Jail Visitor Had to Prove She Was On Period

     NASHVILLE (CN) – Jail guards made a female visitor pull down her pants to prove that she was on her period, the woman claims in federal court.
     Jane Doe sued Corrections Corporation of America and South Central Correctional Facility employees for unreasonable search and seizure on Thursday.
     The anonymous plaintiff says their conduct was unconstitutional.
     “Defendants, through their acts and omissions and pursuant to a custom carrying the force of law, required plaintiff to expose her unclothed genitalia to corrections officers to ‘verify’ that she was menstruating,” the complaint states.
     She was visiting an inmate at South Central last April when one officer asked about her “feminine sanitary napkin” that was sticking out of her pocket, the complaint says.
     Doe told two officers that she was on her menstrual cycle and one replied, “But I’ll have to make sure you are.”
     She was taken to a restroom, frisked for contraband, and was forced to pull down her pants for inspection, the plaintiff claims.
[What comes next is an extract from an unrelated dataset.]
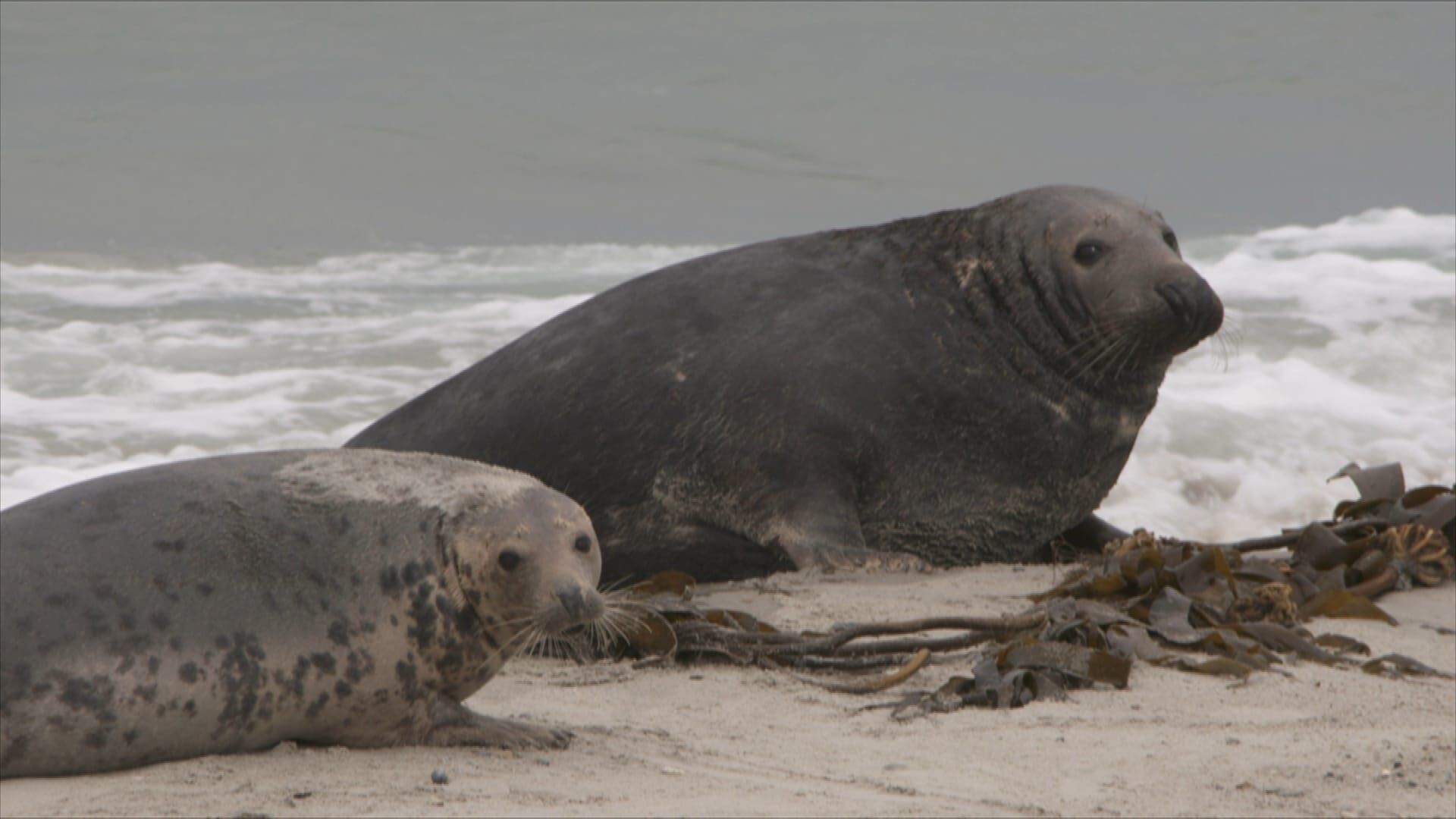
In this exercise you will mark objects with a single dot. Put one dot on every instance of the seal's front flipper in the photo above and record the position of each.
(1092, 534)
(819, 529)
(846, 558)
(453, 725)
     “Plaintiff pulled her pants and underwear down, exposing her genitalia. Defendant [Jane Roe] Garska visually inspected plaintiff’s exposed genitalia and looked upon her vaginal area,” the complaint states. “Defendant Garska positioned herself so that her eyes were approximately level with plaintiff’s hips and unclothed pelvic area.”
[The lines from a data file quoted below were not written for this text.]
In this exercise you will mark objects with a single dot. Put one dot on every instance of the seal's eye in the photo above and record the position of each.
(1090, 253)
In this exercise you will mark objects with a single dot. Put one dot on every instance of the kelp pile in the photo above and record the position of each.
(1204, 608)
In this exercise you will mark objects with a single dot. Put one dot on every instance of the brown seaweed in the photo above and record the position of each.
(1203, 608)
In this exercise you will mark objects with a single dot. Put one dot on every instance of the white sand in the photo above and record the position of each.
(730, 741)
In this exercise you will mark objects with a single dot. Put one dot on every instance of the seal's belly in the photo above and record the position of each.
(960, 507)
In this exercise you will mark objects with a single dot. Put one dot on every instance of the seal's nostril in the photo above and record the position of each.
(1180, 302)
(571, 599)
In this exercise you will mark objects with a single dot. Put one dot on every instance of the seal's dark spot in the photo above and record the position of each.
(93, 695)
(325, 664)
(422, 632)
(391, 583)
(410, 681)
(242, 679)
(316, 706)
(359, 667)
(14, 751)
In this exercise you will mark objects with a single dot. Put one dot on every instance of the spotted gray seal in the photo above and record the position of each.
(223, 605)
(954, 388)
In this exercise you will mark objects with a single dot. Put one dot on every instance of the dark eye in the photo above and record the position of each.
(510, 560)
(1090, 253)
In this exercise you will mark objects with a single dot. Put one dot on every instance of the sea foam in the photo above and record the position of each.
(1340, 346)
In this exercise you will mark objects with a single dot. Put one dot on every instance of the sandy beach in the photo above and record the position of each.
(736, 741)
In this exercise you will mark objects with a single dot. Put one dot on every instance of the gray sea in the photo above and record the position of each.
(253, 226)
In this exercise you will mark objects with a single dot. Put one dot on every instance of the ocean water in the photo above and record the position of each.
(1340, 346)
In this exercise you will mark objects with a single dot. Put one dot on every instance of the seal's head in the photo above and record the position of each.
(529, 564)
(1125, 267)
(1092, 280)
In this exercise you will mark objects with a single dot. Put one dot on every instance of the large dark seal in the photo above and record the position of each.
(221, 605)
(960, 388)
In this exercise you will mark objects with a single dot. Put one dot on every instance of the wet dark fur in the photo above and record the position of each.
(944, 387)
     After Garska “was satisfied that plaintiff was menstruating,” Doe was able to leave the restroom and allowed to visit the inmate, according to the lawsuit.
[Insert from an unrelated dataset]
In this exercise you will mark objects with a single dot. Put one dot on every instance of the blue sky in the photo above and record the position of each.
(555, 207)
     She says she later called the jail’s chief of security but he told her that what she experienced was standard procedure.
     “Plaintiff should not be forced to make the intolerable choice between abstaining from visiting an inmate in prison because she is on her period and visiting the prison with the risk of being subjected to another humiliating and degrading search of her exposed genitalia,” the complaint states.
     Doe seeks compensatory and punitive damages.
     She is represented by Tricia Herzfeld of Ozment Law in Nashville.